Retrieval models Flashcards
What is term frequency?
How many times a word/tern occurs in a document.
What can be inferred if a term occurs many times in a document?
The value of the function ( c(word,d) ) is high.
What are the three factors of the scoring function?
Term frequency, document length, document frequency.
What is document frequency?
DF is the count of documents that contain a particular term.
What is the difference between matching a rare and a common term?
Matching a rare term probably contributes more to the value of the ranking (score) function.
What are the characteristics of state of the art retrieval models?
Bag of words representation, TF, DF. These features are used for determining a ranking (score).
What do we assume with similarity based models?
We assume that relevance is roughly correlated to similarity between a document and a a query.
What are the dimensions in the vector space model?
Each term from the query defines a dimension.
What do we ignore with the representation in the vector space model?
For example, the order of the words.
Which document has the highest ranking in the vector space model?
The document vector which is closest to the query vector.
How do we represent documents and the query in the vector space model?
With term vectors.
What is the bag of words instantiation?
Every words represents a dimension.
What is the bit vector representation?
1 if word is present otherwise it is 0.
How can we measure similarity in vector space model?
With dot product.
sim(q,d) = sum(q_i,d_i)
How does the simplest form of the vector space model look like?
Bit vector representation, dot product, bag of words instantiation.
What are the problems with the bit vector representation?
More occurrences of a term in a document are not rewarded by bit vector representation, it just counts how many unique terms a document has.
How does the improved form of the vector space model looks like?
Term frequency instead of bit vector representation. Dot product and bag of words.
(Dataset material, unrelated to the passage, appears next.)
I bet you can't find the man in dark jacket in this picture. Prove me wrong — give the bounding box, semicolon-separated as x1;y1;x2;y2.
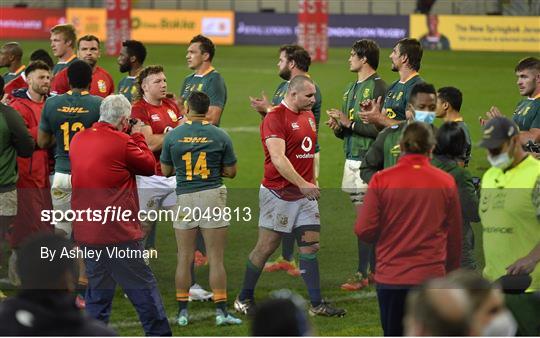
432;122;480;270
0;233;116;335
What is the problem of the improved form (just TF replaced) of the vector space model?
Stop words are treated as important as other words in the query.
What is inverse document frequency ( TDF) and what is it used for?
It is used for rewarding less common terms. It penalized popular terms.
IDF(w) = log[(M+1) / df(w)]
M is the total number of documents,
How effective is the TF-IDF weighting model?
The results are reasonable. However, it can also rank totally non-relevant documents high if one particular term occurs many times.
How the problem of the TF-IDF weighting model can be mitigated?
By transforming TF. The best transformation to date is BM25 TF where BM stands for best matching.
What is the upper bound of BM25 TF?
K+1, K controls the upper bound. K should be higher for longer documents.
What is the difference between the BM25 TF function and the logarithm transformation?
The logarithm function does not have an upper bound.
What happens when k = 0 in BM25 TF?
It’s equivalent to zero one bit transformation.
What happens if k is very large in BM25 TF?
It looks more like a linear transformation function.
Why can BM25 TF be considered flexible?
It allows us to control the shape of the TF curve quite easily.
Why is the upper bound useful in BM25 TF?
It is useful to control the influence of a particular term. It ensure that all terms will be counted when we aggregate the weights to compute a score.
Why do we need some sublinearity in the TF function? Give 2 reasons.
This allows us to represent the intuition of diminishing return from high term counts. It also avoids the dominance of one term over the others.
What is the problem with long documents?
They have a higher chance to match any query.
Why do we have to be careful with penalizing long documents?
Long documents might simply be longer because they have more content.
What is the pivot in the pivoted length normalization and what is its meaning?
The average document length.
Documents above this length are penalized, documents below this length are rewarded.
What is pivoted length normalization?
It is used for document length penalization.
normalizer = 1-b + (b *|d|)/avdl
What is parameter ‘b’ used for in pivoted length normalization?
The degree of penalization is controlled by ‘b’. Its value ranges from 0 to 1.
Why do we need double logarithm transformation?
To achieve sublinearity.
Which representation is considered best in practice?
“Bag-of-phrases” representation.
What kind of representation can you think of?
Stemmed words, stop words removal, character n-grams.
What is BM25-F useful for?
For documents with structure (title, abstract, etc.). It applies BM25 on each field and then combines the score, but keeps global frequency counts. This has the advantage of avoiding over-counting the first occurrence of the term.
What is BM25+ useful for?
It addresses the problem of over-penalization of long documents by BM25.
How does BM25+ fix the problem of over-penalizing long documents?
It adds a constant to the TF normalization formula.
How can R (relevance) be estimated?
It can approximated by clickthrough data.
What is our assumption in query likelihood?
That the probability of relevance can be approximated by the probability of a query given a document and relevance. p(q | d, R = 1)
What happens if one term is not present in any of the documents in query likelihood model?
It would cause all these documents to have zero probability of generating this query even though the document might be relevant.
What happens if one term is not present in any of the documents in unigram language?
It does not necessarily assign zero probability for any word.
What is the form of unigram language model?
P(t_1,t_2,t_3,t_4) = P(t_1) * P(t_2) * P(t_3) * P(t_4)
What is the form of general language model?
P(t_1,t_2,t_3,t_4) = P(t_1) * P(t_2 | t_1) * P(t_3 | t_1,t_2) * P(t_4, t_1,t_2,t_3)
What is the idea of smoothing in the query likelihood model?
It assigns non-zero probabilities to words that are not present in the data.
What is the interpolation method?
It smooths the probability coming from the document with probabilities coming from the whole collection. Interpolation is typically done using a linear fashion.
What is smoothing’s behavior similar to?
IDF.
What is language modeling?
It assign probability to a sequence of words drawn from some vocabulary.
What is the probability of relevance given a document and the query?
p(R=1 | d,q) = count(R = 1, d,q) / count(d,q)
What do we do when we have a lot of unseen documents or queries?
We have to approximate in some way. In query likelihood model: p( q | d, R = 1)
What assumption do we have with the query likelihood model?
That a user formulates the query based on an imaginary document.
What is language modeling?
It assign probability to a sequence of words drawn from some vocabulary
What is the probability of relevance given a document and the query?
p(R=1 | d,q) = count(R = 1, d,q) / count(d,q)
What do we do when we have a lot of unseen documents or queries?
We have to approximate in some way. In query likelihood model: p( q | d, R = 1)
What assumption do we have with the query likelihood model?
That a user formulates the query based on an imaginary document.